I agree. Unless i'm missing something, that's like using a jackhammer to kill a mosquito.

I have used these successfully when I'm too lazy to wire jumpers: Miniatronics 12-Position Prewired Power Distribution Block -- Rated at 15 Amps

But these work just fine too, and are a lot cheaper: 








Amazon.com: Seachoice Terminal Block, 10-Gang, Nickel Plated Brass Terminals : Industrial & Scientific


Buy Seachoice Terminal Block, 10-Gang, Nickel Plated Brass Terminals: Ground Circuit Terminal Blocks - Amazon.com ✓ FREE DELIVERY possible on eligible purchases



www.amazon.com


----------



## NC_P.FOWLER (Aug 31, 2021)

DonR said:


> N scale requires so little power why are you considering such
> a device? Many of us, with DCC layouts, simply run a 2 wire
> bus from the controller under the board...track drops to it every 6 feet or so.
> That'll give you all of the power you need. If you have a reverse loop
> ...


This is for lighting my structures and street lights, not my track


----------



## NC_P.FOWLER (Aug 31, 2021)

DonR said:


> N scale requires so little power why are you considering such
> a device? Many of us, with DCC layouts, simply run a 2 wire
> bus from the controller under the board...track drops to it every 6 feet or so.
> That'll give you all of the power you need. If you have a reverse loop
> ...


Street lights and structure lighting, nothing to do with my track. I have a digitrax controller for my dcc track, switches and loco control.


----------



## CTValleyRR (Jul 26, 2014)

Even better. You don't need anything fancy. Hook up a 12v, 60W wall wart to one of the items I linked to, and you'll have plenty of power for your lighting.


----------



## DonR (Oct 18, 2012)

Big difference...while many of us take the easy way and just simply run
a 'lighting' bus, using a terminal strip of some kind is a much neater
and professional way to go. Barrier terminal strips are much cheaper
and work fine.

Don


----------



## vette-kid (May 2, 2020)

CTValleyRR said:


> I agree. Unless i'm missing something, that's like using a jackhammer to kill a mosquito.
> 
> I have used these successfully when I'm too lazy to wire jumpers: Miniatronics 12-Position Prewired Power Distribution Block -- Rated at 15 Amps
> 
> ...


I've never understood the purpose of terminal blocks, they just don't seem very useful or necessary. Maybe I'm missing something. 

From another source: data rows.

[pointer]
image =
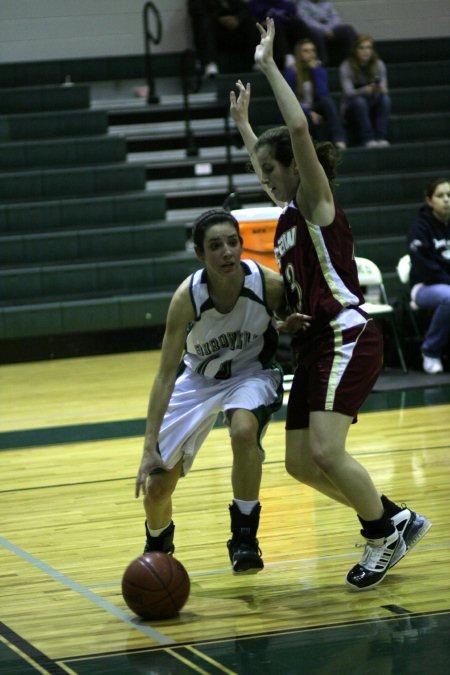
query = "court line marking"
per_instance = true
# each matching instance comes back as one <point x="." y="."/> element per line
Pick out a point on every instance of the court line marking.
<point x="24" y="656"/>
<point x="86" y="593"/>
<point x="211" y="661"/>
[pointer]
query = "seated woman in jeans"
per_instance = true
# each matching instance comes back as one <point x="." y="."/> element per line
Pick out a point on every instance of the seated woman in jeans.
<point x="366" y="103"/>
<point x="429" y="248"/>
<point x="309" y="80"/>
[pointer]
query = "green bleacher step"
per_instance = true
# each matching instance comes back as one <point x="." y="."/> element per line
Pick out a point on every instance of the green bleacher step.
<point x="62" y="152"/>
<point x="89" y="315"/>
<point x="89" y="244"/>
<point x="45" y="282"/>
<point x="83" y="212"/>
<point x="75" y="182"/>
<point x="53" y="124"/>
<point x="44" y="98"/>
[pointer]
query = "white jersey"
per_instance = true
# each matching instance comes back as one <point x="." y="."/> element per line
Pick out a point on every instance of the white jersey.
<point x="223" y="345"/>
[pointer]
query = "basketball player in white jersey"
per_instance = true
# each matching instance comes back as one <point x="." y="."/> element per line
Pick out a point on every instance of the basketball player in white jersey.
<point x="339" y="356"/>
<point x="222" y="330"/>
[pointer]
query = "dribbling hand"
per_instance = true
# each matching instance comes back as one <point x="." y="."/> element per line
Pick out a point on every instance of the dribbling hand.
<point x="150" y="460"/>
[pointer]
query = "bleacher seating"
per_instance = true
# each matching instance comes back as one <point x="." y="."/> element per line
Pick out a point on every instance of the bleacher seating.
<point x="86" y="241"/>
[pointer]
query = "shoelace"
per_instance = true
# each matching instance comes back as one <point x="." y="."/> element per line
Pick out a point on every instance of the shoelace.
<point x="375" y="555"/>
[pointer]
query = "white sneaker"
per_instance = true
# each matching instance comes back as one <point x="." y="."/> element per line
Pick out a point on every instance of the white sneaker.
<point x="211" y="69"/>
<point x="432" y="365"/>
<point x="377" y="558"/>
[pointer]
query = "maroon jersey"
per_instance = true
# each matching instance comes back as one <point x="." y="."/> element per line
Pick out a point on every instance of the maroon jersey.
<point x="318" y="265"/>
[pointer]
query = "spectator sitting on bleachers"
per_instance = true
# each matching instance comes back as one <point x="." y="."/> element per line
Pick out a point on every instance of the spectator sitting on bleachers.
<point x="332" y="37"/>
<point x="289" y="28"/>
<point x="222" y="26"/>
<point x="366" y="103"/>
<point x="309" y="79"/>
<point x="429" y="249"/>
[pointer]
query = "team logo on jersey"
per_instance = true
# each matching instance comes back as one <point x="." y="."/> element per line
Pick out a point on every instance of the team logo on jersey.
<point x="284" y="243"/>
<point x="232" y="340"/>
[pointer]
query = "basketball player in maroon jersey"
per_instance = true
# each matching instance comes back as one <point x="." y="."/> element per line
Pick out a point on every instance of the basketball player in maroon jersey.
<point x="339" y="356"/>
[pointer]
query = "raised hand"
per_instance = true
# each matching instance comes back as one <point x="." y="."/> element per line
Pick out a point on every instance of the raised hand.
<point x="239" y="106"/>
<point x="264" y="51"/>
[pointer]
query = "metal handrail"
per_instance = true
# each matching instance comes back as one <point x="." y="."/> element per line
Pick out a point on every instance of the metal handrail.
<point x="150" y="11"/>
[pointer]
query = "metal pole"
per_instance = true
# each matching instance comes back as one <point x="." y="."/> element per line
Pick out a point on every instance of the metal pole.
<point x="155" y="38"/>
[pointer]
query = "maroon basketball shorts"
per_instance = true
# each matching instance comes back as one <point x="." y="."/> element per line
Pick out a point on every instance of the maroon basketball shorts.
<point x="335" y="372"/>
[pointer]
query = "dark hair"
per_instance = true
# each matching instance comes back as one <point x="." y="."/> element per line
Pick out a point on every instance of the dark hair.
<point x="432" y="185"/>
<point x="279" y="141"/>
<point x="208" y="219"/>
<point x="353" y="58"/>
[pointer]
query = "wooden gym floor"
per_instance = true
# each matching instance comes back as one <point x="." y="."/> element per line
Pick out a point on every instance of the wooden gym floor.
<point x="71" y="437"/>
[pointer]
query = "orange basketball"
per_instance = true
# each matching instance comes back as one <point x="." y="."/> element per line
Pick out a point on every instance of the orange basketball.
<point x="155" y="585"/>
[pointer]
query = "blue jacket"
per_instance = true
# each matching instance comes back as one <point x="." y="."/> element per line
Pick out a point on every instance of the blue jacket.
<point x="429" y="248"/>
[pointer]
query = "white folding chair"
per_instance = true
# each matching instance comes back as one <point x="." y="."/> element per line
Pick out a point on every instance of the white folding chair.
<point x="377" y="305"/>
<point x="403" y="271"/>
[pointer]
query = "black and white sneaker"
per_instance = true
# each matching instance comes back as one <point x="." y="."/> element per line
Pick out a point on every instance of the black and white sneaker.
<point x="376" y="560"/>
<point x="245" y="554"/>
<point x="412" y="526"/>
<point x="243" y="547"/>
<point x="162" y="543"/>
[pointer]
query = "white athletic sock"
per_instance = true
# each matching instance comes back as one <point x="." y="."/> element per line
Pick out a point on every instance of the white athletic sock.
<point x="156" y="533"/>
<point x="244" y="506"/>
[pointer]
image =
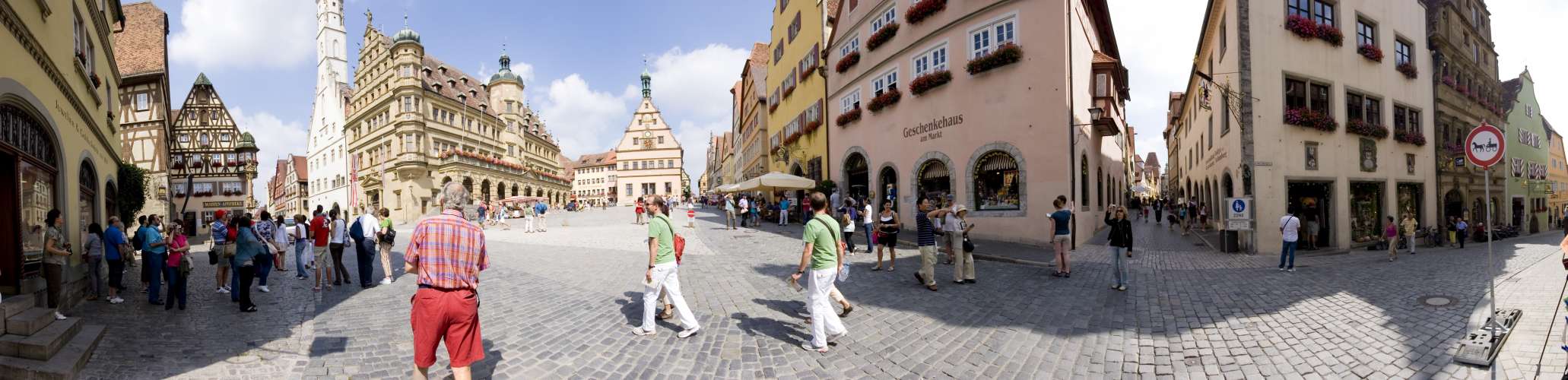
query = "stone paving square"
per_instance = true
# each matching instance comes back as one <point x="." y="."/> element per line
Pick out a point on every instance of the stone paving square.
<point x="560" y="303"/>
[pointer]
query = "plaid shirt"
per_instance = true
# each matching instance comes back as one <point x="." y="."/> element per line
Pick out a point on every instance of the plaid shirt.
<point x="449" y="252"/>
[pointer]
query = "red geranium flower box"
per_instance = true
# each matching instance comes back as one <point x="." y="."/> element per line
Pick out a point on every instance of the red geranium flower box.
<point x="881" y="36"/>
<point x="1004" y="55"/>
<point x="849" y="116"/>
<point x="887" y="100"/>
<point x="922" y="10"/>
<point x="847" y="62"/>
<point x="930" y="81"/>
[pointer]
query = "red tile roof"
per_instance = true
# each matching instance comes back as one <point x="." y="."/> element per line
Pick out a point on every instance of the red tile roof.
<point x="143" y="46"/>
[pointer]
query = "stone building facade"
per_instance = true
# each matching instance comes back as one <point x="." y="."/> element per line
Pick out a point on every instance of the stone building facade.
<point x="989" y="103"/>
<point x="1465" y="93"/>
<point x="1328" y="129"/>
<point x="649" y="157"/>
<point x="141" y="57"/>
<point x="59" y="134"/>
<point x="211" y="160"/>
<point x="416" y="123"/>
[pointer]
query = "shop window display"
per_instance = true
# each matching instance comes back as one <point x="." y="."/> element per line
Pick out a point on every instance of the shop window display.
<point x="1366" y="211"/>
<point x="996" y="182"/>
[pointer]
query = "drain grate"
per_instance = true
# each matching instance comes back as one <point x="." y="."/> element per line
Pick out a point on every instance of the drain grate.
<point x="1438" y="300"/>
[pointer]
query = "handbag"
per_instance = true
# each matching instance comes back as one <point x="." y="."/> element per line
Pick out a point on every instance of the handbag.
<point x="679" y="242"/>
<point x="186" y="264"/>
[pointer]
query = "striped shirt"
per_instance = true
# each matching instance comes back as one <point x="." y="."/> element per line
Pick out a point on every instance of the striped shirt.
<point x="925" y="234"/>
<point x="449" y="252"/>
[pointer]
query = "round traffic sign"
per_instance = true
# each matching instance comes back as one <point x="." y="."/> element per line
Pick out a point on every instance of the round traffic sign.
<point x="1484" y="147"/>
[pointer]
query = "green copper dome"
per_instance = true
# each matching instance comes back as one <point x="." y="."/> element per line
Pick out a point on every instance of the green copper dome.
<point x="405" y="35"/>
<point x="246" y="141"/>
<point x="505" y="71"/>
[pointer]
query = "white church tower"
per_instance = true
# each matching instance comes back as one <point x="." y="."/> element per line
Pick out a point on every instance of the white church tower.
<point x="328" y="163"/>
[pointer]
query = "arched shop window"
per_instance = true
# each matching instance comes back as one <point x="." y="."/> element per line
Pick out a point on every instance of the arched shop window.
<point x="996" y="182"/>
<point x="1082" y="178"/>
<point x="933" y="181"/>
<point x="87" y="184"/>
<point x="26" y="144"/>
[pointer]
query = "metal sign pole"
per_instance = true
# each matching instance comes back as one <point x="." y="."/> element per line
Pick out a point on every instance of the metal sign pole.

Distribution blocks can be had much cheaper than what's linked above. I use several of these for light and accessory power on my HO layout. 









1 Set Power Distribution Board With Status LEDs for DC and AC Voltage PCB001 | eBay


Find many great new & used options and get the best deals for 1 Set Power Distribution Board With Status LEDs for DC and AC Voltage PCB001 at the best online prices at eBay! Free shipping for many products!



www.ebay.com





Sent from my SM-G781U using Tapatalk


----------



## CTValleyRR (Jul 26, 2014)

vette-kid said:


> I've never understood the purpose of terminal blocks, they just don't seem very useful or necessary. Maybe I'm missing something.
> 
> Distribution blocks can be had much cheaper than what's linked above. I use several of these for light and accessory power on my HO layout.
> 
> ...


I think that's exactly what I said in my post.


----------